Laschet: Lockdown sollte nicht mehr ganze Kreise betreffen

NRW-Ministerpräsident Armin Laschet (CDU) hat sich dafür ausgesprochen, die von Bund und Ländern abgesprochene Regelung für einen sogenannten Lockdown zu verändern: Man müsse noch einmal darüber sprechen, nicht ganze Kreise „heraus zu nehmen“, sondern „die Orte, wo wirklich Gefahr besteht“, sagte Laschet am Montag in Düsseldorf. „Das werden wir einmal mit den anderen Ländern, wenn die Krise vorbei ist, erörtern“, sagte er mit Blick auf die Lage in Gütersloh.
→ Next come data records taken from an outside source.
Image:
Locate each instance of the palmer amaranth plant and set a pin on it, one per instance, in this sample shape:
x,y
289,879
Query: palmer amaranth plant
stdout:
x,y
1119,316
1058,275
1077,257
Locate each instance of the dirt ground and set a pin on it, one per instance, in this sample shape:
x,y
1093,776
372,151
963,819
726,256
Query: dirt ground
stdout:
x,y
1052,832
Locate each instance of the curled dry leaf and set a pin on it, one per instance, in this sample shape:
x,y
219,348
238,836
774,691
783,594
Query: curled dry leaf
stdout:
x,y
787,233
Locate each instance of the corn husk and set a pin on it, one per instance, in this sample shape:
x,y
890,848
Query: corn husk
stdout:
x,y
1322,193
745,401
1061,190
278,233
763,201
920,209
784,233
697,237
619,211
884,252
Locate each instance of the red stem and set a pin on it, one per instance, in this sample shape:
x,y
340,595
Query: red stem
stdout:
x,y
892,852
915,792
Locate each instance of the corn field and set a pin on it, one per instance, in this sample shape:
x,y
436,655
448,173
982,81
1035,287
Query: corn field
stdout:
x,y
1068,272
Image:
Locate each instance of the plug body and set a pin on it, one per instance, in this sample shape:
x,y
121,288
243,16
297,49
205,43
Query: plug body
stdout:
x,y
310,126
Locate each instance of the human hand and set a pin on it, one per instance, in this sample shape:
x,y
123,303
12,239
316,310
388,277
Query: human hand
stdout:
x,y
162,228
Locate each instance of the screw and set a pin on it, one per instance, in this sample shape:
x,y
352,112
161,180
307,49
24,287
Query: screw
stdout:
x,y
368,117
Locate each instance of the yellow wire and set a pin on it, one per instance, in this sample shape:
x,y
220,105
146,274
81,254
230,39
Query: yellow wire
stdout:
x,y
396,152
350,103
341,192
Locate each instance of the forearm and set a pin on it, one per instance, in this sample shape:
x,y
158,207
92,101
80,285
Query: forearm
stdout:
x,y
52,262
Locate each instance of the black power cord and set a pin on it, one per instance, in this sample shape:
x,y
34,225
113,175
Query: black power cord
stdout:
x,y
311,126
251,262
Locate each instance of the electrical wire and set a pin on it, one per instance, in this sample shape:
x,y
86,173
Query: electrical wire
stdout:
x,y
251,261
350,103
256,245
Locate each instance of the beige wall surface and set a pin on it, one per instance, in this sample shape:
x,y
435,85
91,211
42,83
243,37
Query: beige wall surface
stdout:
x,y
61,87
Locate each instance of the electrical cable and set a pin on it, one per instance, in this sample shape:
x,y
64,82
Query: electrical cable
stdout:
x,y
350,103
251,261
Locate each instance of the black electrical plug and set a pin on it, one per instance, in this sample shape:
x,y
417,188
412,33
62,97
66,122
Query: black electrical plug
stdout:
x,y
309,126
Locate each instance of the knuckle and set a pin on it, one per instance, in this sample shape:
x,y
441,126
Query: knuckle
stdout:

29.06.2020, 18:41 Uhr / Lesedauer: 1 min
NRW-Ministerpräsident Armin Laschet (CDU). Foto: Federico Gambarini/dpa

NRW-Ministerpräsident Armin Laschet (CDU). Foto: Federico Gambarini/dpa

Laschet bezog sich konkret auf Städte und Gemeinden im Kreis Warendorf, die aktuell keine Infektionen haben - und dennoch vom Lockdown betroffen waren. Auch der Landrat des Kreises Warendorf, Olaf Gericke, sagte: „Bund und Land müssen darüber nachdenken, ob es nicht Sinn macht, die Regelungen zu präzisieren, wo genau ein Lockdown verhängt werden soll.“ Sein Kreis umfasse 13 Städte und Gemeinden - „und in fünf gibt es keine einzige Infektion.“ Eine Präzisierung würde seiner Ansicht nach auch zu mehr Akzeptanz bei der Bevölkerung führen.